Portanto, não deixa de ser sintomático que a narrativa use figuras da cultura americana – John Wayne, por exemplo, – como forma de engrandecer este contraste humorístico, mas sem soar como algo fantasioso no resultado; uma vez que não é algo impossível de Stalin assistir filmes de faroeste em reuniões de gabinete. Assim, por exemplo, enquanto temos uma sequência em que soldados fazem uma busca de cidadãos em seus apartamentos antes de serem assassinados, uma gag física em segundo plano com alguém rolando a escada, resume bem esta abordagem normalmente difícil de ser conciliada; não sendo menos elogiável, portanto, que o humor seja usado de maneira constante sem quebrar o contexto dramático da obra. Tanto que a estrutura do roteiro do próprio diretor, e baseado na obra em quadrinhos de Fabien Nury e Thierry Robin, inicia com um concerto musical da pianista Maria Yudina (Kurylenko) que criará uma rima com o clímax durante o enterro do próprio Stalin. Este é o primeiro exemplo da engenhosidade da trama, ao envolver uma complexa rede política e a dinâmica entre os personagens, suas intenções e artimanhas de personagens dentro de uma narrativa que os aborda num limite máximo da realidade e caricatura de figuras da história. Inclusive para engrandecer tal elemento político e social, a obra ainda abre uma discussão (mesmo levemente) sobre o ponto de vista do povo russo sobre a figura de Stalin, quando – num belo plano – a população parte em direção ao velório, sendo impedido pelos militares.
Contudo, este é apenas um dos vários momentos em que o longa trabalha suas críticas ao poder como uma comédia de erros com doses de violência intrínseca sem (ratificando) sem jamais deixar que perder sua essência e denúncia. Um cenário de conspiração e busca pelo poder em diversos níveis, onde um grupo político fará de tudo para manter ou mudar o status quo de um regime, de presas sendo usadas como escravas sexuais de comandantes; inclusive fazendo com que determinado personagem, ao ser tão consumido pelo medo, é capaz de renegar até mesmo a própria esposa! E para essa engrenagem, nada mais funcional que a dinâmica do ótimo elenco encabeçado por Steve Buscemi como o secretário geral Nikita Khrushchev e o próprio Georgy Malenkov, interpretado pelo sempre ótimo Jeffrey Tambor, exalando insegurança como herdeiro do poder de Stalin; valendo destacar a presença do “Monty Python” Michael Palin como Vyacheslav Molotov.
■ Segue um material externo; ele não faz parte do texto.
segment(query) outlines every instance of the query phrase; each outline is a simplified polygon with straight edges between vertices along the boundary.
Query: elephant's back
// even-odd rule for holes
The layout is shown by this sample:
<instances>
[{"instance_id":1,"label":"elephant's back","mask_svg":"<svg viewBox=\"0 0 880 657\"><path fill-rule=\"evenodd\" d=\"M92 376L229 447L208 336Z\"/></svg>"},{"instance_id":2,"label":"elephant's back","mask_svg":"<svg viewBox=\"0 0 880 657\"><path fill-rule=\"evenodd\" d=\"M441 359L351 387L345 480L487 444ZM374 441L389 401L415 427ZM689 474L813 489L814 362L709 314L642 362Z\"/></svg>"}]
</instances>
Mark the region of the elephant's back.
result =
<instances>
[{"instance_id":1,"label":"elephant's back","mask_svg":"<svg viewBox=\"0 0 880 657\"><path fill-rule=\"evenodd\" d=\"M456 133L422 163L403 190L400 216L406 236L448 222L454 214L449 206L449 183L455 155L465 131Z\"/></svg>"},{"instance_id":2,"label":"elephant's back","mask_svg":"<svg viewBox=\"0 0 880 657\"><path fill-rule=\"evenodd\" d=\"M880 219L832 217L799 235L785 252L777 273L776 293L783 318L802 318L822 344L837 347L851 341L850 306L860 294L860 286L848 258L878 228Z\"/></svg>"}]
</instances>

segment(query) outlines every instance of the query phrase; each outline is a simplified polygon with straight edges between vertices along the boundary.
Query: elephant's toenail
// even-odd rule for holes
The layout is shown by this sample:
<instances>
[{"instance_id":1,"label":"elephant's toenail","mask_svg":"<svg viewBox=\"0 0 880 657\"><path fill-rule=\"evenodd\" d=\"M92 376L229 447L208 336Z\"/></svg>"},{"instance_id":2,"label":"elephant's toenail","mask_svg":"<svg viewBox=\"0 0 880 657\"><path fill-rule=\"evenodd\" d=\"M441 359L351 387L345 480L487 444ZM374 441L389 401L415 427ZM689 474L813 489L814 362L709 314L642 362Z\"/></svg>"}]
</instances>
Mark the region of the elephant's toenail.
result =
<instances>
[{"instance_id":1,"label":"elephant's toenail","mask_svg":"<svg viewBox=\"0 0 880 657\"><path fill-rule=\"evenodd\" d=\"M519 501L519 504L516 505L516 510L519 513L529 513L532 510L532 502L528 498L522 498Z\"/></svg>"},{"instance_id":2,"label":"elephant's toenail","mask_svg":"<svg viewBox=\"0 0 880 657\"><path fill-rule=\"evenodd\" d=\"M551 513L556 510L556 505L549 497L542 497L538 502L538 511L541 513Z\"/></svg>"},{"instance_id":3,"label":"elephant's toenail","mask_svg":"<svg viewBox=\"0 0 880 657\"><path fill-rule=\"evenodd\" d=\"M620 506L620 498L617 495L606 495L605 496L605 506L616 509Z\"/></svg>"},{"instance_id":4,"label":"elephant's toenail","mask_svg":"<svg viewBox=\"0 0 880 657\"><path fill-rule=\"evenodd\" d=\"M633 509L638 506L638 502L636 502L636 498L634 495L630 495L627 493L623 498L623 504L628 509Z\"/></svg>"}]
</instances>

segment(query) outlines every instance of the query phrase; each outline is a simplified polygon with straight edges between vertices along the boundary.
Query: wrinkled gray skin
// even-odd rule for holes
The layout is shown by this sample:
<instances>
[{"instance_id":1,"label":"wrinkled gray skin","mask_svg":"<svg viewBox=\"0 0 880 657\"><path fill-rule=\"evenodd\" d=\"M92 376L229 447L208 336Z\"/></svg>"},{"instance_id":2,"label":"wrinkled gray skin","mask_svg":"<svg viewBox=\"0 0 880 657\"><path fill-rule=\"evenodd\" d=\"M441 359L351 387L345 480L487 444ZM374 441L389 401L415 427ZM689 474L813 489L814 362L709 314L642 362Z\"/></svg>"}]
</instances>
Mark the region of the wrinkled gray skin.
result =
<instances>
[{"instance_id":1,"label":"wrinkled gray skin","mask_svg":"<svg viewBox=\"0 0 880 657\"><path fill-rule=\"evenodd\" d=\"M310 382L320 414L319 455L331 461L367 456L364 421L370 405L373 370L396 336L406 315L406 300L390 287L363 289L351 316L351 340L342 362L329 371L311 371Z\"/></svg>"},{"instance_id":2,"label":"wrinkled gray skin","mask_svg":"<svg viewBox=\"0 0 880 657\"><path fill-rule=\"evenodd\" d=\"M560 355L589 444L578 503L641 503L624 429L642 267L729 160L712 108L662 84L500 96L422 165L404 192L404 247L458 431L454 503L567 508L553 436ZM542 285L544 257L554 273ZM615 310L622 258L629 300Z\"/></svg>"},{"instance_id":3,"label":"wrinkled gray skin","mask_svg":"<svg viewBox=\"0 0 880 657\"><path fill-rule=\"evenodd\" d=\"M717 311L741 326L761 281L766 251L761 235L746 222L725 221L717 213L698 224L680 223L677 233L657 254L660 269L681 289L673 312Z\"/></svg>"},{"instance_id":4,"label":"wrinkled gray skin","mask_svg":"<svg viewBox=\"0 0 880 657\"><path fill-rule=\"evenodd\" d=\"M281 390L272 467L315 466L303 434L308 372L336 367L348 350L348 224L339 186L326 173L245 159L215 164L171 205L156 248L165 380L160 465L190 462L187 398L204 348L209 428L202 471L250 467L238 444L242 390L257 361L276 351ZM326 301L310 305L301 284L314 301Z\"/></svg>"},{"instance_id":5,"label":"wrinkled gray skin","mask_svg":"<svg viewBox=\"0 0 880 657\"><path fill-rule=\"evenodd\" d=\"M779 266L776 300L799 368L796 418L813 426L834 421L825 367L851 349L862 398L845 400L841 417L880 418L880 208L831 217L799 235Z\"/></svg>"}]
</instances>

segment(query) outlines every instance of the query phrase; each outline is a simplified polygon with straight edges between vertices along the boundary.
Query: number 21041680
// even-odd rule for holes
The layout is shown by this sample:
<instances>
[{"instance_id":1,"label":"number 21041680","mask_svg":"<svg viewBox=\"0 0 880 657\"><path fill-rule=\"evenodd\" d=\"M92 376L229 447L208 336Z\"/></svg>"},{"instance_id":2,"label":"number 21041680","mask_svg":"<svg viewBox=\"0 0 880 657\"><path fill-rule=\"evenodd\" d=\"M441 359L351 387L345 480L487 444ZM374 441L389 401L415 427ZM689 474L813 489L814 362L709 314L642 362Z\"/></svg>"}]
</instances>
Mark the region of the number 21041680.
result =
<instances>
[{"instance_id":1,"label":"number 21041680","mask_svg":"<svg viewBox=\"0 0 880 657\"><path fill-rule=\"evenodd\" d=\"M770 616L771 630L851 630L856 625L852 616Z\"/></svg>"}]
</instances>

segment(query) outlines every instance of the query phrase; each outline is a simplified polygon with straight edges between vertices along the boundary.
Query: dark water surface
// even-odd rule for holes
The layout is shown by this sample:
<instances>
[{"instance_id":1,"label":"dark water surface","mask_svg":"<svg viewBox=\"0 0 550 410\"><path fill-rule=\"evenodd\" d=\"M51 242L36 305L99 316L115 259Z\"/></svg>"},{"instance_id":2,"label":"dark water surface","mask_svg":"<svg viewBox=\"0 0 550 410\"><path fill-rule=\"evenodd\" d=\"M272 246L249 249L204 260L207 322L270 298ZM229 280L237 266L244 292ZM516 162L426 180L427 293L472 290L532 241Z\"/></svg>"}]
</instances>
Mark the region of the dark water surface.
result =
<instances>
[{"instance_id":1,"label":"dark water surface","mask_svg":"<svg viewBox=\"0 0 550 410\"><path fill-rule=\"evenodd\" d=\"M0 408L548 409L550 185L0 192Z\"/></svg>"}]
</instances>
Mas nada mais importante neste “bando de abutres do poder” que a presença de Simon Russell Beale como chefe da NKVD como ponto de (des)equilíbrio e força de um personagem de clara violência, hipocrisia e persona cruel, ocultado atrás de uma máscara que não deixa transparecer de maneira direta suas intenções; não estou dizendo que ele não é, mas ao olhar para sua postura e feições, no máximo, julgamos como um político com as pressões que o cargo traz. Um homem que entra em conflito ideológico com Khrushchev, entre manter a radicalidade ou certo liberalismo da política de Stalin, quando o primeiro deseja rever o assunto sobre os prisioneiros políticos, mas que no decorrer dos fatos, tudo não passa de arranjos e traições mútuas.
Soando como uma comédia histórica de fatos que realmente não podem ser desmentidos, A Morte de Stalin é mais complexo, analítico e fidedigno do que se apresenta inicialmente. Momentos que, em muitos casos, são apenas histórias levadas pelo vento, mas antes de tudo reais.